En face, les dénégations ont été tout aussi fermes. La 444e brigade, faction affiliée au gouvernement d’unité nationale dans l’ouest, a nié toute implication, affirmant ne pas être déployée à Zintan. Le silence a été la règle du côté des institutions officielles : le gouvernement d’unité nationale, le Conseil d’État suprême, la Chambre des représentants de Tobrouk n’ont pas commenté. Le camp de l’Est, de Haftar au gouvernement parallèle d’Osama Hammad, est resté muet. Seul Mohamed Bayaou, chef de l’Institution libyenne des médias affiliée à l’Est, a brisé ce silence, de façon glaçante, en qualifiant la mort de Saïf al-Islam de « délivrance pour lui et peut-être pour le pays », rejetant la responsabilité sur ses conseillers.

Pour certains analystes, les motivations sont à chercher dans un calcul politique froid. Les intérêts de Khalifa Haftar et du chef du gouvernement de Tripoli, Abdelhamid Dbeibah, auraient convergé pour écarter un rival encombrant. Sa base de soutien, même réduite, parmi les nostalgiques de l’ancien régime et certaines tribus du Sud (Wirfalla, Zintan), faisait de lui un obstacle électoral potentiel pour les deux hommes. D’autres, comme l’ancien membre du Conseil national de transition Mahmoud Chamam, évoquent des « marques d’appareils extérieurs », qui auraient pu chercher à semer un trouble profitable à certaines puissances étrangères.

Un avenir plus incertain que jamais

L’assassinat survient à un moment critique. La Libye est engagée dans de fragiles pourparlers parrainés par l’ONU, avec des consultations à Tunis, Paris et d’autres capitales, dans l’espoir d’établir une feuille de route électorale. L’envoyé spécial des Nations unies Hanna Tité doit justement présenter son bilan devant le Conseil de sécurité le 18 février. La mort violente d’une personnalité aussi chargée de symboles risque de tout compromettre.

Les observateurs redoutent trois conséquences majeures. Premièrement, un creusement des divisions communautaires et régionales. Ali al-Sallabi, conseiller du Conseil présidentiel pour la réconciliation, a immédiatement mis en garde contre la réouverture de « la plaie du tribalisme et du régionalisme ». Deuxièmement, une entrave au processus électoral. Si Saïf al-Islam n’était pas le favori, sa présence dans l’équation politique contraignait ses rivaux et offrait une voix, certes controversée, à une partie de l’électorat. Son élimination modifie brutalement les calculs. Enfin, le risque d’un cycle de violence est réel. Son équipe politique a averti que ce crime « ne passerait pas inaperçu », laissant craindre des représailles de la part de ses partisans tribaux ou des milices qui le soutenaient.

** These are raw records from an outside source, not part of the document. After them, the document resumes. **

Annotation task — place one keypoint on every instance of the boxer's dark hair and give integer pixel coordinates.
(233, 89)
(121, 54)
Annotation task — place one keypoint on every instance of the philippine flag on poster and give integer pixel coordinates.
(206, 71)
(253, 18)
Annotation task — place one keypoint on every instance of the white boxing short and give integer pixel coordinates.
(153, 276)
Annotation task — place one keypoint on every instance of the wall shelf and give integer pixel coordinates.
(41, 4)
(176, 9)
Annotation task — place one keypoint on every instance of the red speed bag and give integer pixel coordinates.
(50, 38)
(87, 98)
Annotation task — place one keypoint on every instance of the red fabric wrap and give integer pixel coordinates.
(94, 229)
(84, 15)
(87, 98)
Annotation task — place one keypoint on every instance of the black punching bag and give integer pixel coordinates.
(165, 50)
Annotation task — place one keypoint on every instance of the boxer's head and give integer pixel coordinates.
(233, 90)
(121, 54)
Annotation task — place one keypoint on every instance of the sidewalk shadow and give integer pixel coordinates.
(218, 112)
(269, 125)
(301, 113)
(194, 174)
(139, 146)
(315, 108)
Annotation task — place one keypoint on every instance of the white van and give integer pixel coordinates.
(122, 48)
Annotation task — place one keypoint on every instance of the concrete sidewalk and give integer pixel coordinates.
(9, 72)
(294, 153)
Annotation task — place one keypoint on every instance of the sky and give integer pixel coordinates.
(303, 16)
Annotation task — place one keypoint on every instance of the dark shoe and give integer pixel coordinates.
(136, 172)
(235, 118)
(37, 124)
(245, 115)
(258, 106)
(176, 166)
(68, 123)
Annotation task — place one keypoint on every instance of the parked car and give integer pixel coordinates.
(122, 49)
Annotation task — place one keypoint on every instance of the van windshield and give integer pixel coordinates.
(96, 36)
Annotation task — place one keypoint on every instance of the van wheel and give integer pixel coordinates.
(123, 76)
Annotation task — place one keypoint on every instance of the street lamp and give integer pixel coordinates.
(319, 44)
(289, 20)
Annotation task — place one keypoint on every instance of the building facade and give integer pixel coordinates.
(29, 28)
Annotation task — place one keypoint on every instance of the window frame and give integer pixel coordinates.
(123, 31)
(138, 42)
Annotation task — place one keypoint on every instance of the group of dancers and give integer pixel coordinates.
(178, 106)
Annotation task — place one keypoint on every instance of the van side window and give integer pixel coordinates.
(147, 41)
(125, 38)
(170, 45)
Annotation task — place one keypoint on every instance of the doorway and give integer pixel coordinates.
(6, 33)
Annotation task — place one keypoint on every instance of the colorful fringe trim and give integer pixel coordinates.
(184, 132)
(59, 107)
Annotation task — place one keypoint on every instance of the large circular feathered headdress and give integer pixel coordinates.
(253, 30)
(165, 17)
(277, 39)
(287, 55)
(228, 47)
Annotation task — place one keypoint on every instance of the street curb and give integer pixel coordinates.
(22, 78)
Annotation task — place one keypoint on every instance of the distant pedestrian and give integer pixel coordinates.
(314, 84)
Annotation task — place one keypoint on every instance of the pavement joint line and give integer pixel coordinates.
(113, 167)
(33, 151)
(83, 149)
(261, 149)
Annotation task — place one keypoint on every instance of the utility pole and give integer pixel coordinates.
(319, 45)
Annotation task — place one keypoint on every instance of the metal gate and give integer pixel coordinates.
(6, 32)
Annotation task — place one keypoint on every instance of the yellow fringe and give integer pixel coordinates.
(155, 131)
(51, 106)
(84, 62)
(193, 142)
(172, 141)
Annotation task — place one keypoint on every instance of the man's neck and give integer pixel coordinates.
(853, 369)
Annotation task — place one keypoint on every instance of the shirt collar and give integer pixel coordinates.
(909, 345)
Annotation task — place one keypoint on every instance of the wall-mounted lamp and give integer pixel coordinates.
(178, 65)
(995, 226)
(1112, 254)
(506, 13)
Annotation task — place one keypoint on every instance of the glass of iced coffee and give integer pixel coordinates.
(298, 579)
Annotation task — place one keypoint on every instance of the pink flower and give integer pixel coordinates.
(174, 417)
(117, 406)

Face à ce péril, des appels à la raison et à la justice se font entendre. Des figures comme l’ancien président du Conseil d’État suprême Khaled El-Mechri et le conseiller de Saïf al-Islam Abdallah Othman ont exigé une enquête « urgente et transparente ». « Le meurtre en dehors de la loi est un crime injustifiable », a martelé al-Mechri.

Alors que les experts en balistique et médecine légale examinent la scène de crime de Zintan, une question plus vaste et plus sombre plane sur la Libye. Il ne s’agit plus seulement de savoir qui a tiré, ou si la ville qui abritait Saïf al-Islam depuis quatorze ans l’a finalement trahi. La question, désormais, est de savoir si les institutions fantomatiques du pays et la communauté internationale parviendront à empêcher que cet assassinat ne devienne le prélude d’un nouveau chapitre de chaos, anéantissant les derniers espoirs de consensus dans un pays épuisé par près de quinze ans de conflits.